Jump to: navigation, search

For the now defunct political party which used the name ‘Maki’, see Maki (defunct political party).

Maki (the Hebrew acronym for Israeli Communist Party), is an Israeli Communist political party. Originally named Rakach (Hebrew acronym for New Communist List), it was formed in 1965 by a group of communists (mostly Arabs) who left the party which used the name Maki at the time. Later on, years after the original Maki disbanded, Rakach assumed the name of its mother party in 1989 and has been using it ever since.[1]

Contents

Platform

In contrast to those members who stayed in the original Maki, Rakach was uncritically supportive of all Soviet policies and as a result adopted an anti-Israeli line. [2] The party supports allowing the Arab refugees from the Israeli independence war to return to Israel[3], a move which if carried out would lead to an Arab majority in the country and its unification with the West Bank and the Gaza Strip as result. [4] Likewise, the party had a policy of cooperating with the PLO since the 70’s. [2]
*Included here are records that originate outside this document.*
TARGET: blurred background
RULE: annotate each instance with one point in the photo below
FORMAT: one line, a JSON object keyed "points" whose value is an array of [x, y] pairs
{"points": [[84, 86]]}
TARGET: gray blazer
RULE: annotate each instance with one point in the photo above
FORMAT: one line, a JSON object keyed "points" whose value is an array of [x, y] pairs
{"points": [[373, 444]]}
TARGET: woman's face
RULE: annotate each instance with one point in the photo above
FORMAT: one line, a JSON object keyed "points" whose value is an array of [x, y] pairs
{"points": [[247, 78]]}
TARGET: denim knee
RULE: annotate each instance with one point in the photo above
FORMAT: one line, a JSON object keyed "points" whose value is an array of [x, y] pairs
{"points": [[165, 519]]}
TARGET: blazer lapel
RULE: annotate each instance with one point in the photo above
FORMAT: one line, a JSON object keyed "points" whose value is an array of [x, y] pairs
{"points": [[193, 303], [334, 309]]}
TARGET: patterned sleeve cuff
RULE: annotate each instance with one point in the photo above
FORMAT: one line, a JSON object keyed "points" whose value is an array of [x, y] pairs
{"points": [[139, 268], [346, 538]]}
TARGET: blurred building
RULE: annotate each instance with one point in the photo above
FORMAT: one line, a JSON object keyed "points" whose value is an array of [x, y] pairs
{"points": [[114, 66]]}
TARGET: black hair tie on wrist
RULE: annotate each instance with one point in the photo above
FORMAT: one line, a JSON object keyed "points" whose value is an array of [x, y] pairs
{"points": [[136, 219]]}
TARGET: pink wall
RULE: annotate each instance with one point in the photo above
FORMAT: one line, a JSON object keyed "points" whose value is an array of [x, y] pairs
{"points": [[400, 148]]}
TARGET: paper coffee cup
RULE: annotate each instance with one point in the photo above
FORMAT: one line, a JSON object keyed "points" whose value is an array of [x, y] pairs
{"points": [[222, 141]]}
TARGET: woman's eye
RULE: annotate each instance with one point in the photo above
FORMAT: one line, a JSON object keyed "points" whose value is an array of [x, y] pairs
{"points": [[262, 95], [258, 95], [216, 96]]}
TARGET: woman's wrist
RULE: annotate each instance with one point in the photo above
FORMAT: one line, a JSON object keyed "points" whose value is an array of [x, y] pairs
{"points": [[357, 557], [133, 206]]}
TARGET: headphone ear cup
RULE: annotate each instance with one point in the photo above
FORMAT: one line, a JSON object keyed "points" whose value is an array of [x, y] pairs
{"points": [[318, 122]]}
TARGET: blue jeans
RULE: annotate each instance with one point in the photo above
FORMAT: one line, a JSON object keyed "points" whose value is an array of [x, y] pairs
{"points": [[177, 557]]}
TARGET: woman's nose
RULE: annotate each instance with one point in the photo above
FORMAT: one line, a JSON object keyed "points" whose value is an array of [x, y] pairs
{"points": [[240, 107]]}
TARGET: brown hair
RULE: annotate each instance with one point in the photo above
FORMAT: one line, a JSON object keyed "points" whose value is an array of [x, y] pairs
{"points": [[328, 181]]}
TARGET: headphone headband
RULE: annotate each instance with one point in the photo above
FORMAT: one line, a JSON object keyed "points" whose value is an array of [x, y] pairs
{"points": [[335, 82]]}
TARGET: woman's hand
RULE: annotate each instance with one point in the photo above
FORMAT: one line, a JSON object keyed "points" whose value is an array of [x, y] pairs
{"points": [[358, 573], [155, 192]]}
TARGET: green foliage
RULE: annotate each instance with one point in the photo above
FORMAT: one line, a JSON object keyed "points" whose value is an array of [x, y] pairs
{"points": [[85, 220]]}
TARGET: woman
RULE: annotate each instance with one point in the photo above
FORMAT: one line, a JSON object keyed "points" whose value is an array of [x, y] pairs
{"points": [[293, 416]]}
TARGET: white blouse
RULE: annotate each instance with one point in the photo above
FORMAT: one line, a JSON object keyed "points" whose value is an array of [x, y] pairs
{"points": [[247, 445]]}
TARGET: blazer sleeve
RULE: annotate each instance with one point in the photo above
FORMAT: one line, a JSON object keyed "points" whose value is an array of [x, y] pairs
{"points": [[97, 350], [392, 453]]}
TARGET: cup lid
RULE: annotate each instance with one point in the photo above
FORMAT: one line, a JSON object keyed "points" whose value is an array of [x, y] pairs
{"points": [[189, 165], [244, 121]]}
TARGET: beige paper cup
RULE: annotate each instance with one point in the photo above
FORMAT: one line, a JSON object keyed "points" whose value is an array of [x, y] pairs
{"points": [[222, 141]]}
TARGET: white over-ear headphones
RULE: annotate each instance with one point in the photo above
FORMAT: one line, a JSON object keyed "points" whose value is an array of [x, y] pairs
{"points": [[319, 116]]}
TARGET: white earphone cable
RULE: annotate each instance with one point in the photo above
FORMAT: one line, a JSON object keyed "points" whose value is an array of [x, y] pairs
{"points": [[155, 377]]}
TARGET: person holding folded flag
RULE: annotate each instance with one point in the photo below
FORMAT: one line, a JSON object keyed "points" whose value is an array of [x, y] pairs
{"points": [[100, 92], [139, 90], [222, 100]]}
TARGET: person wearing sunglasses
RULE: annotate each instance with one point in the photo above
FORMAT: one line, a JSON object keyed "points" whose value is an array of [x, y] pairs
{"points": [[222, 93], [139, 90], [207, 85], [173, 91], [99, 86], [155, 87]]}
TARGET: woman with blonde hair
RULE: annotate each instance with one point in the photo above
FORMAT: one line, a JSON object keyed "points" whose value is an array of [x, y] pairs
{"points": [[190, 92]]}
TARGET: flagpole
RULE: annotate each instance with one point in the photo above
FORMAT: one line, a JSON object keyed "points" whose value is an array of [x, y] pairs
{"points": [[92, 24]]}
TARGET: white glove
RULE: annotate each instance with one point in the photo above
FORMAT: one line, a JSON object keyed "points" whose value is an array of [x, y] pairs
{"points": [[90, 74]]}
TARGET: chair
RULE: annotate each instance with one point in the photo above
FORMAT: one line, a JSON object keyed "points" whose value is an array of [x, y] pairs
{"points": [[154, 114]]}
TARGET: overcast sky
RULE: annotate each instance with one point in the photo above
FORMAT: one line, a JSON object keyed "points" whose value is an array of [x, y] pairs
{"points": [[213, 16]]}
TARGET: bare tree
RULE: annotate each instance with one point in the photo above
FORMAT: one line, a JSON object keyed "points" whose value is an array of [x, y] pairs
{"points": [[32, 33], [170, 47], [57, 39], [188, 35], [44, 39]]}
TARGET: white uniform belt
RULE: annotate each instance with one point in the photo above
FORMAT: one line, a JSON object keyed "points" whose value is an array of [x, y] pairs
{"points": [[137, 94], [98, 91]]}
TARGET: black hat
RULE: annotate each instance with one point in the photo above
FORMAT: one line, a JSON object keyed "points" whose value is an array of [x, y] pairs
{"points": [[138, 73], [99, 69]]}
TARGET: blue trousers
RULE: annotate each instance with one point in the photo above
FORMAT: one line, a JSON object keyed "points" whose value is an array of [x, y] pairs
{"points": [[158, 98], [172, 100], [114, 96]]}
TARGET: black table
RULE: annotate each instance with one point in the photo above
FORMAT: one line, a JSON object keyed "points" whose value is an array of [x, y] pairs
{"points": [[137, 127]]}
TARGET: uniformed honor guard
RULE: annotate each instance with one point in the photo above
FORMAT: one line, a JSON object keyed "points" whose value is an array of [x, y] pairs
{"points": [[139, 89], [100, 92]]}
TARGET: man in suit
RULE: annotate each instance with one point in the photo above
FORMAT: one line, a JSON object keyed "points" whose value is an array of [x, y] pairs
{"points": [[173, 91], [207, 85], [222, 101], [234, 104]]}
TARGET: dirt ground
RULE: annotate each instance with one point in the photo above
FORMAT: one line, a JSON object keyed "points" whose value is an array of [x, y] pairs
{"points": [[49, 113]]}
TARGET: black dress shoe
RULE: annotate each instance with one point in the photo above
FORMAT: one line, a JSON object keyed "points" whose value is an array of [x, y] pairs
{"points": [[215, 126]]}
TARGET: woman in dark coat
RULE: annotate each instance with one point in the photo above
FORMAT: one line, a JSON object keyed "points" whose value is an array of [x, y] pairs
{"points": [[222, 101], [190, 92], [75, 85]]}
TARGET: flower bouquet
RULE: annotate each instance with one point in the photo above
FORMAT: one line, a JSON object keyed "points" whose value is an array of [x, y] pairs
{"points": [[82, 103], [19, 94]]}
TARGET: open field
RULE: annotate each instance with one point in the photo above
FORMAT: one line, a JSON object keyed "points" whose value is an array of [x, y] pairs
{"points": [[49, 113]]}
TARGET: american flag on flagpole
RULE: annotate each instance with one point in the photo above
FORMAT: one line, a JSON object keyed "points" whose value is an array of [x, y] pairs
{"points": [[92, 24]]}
The party seeks the formation of a Palestinian state[5], despite the fact it is likely to pose a threat to Israel’s existence.[6] Maki calls for a full Israeli withdrawal from the Golan Heights as well[3], even though such a move will put Israel in great strategic risk.[7] By giving its backing to Hezbollah, Iran and Syria, Maki has managed to alienate even other radical leftists in Israel.[8]

Hadash

In 1977 Maki joined forces with other left groups in order to create the political alliance Hadash (Hebrew acronym of Democratic Front for Peace and Equality) in 1977, and ever since then Maki no longer runs to the Knesset under its own name but as part of Hadash.[9] With that, Maki still retains an independent status within Hadash and is the dominant force within the alliance, as evident by the fact that 80 percent of the Hadash council is made up of mebers of Maki.[10]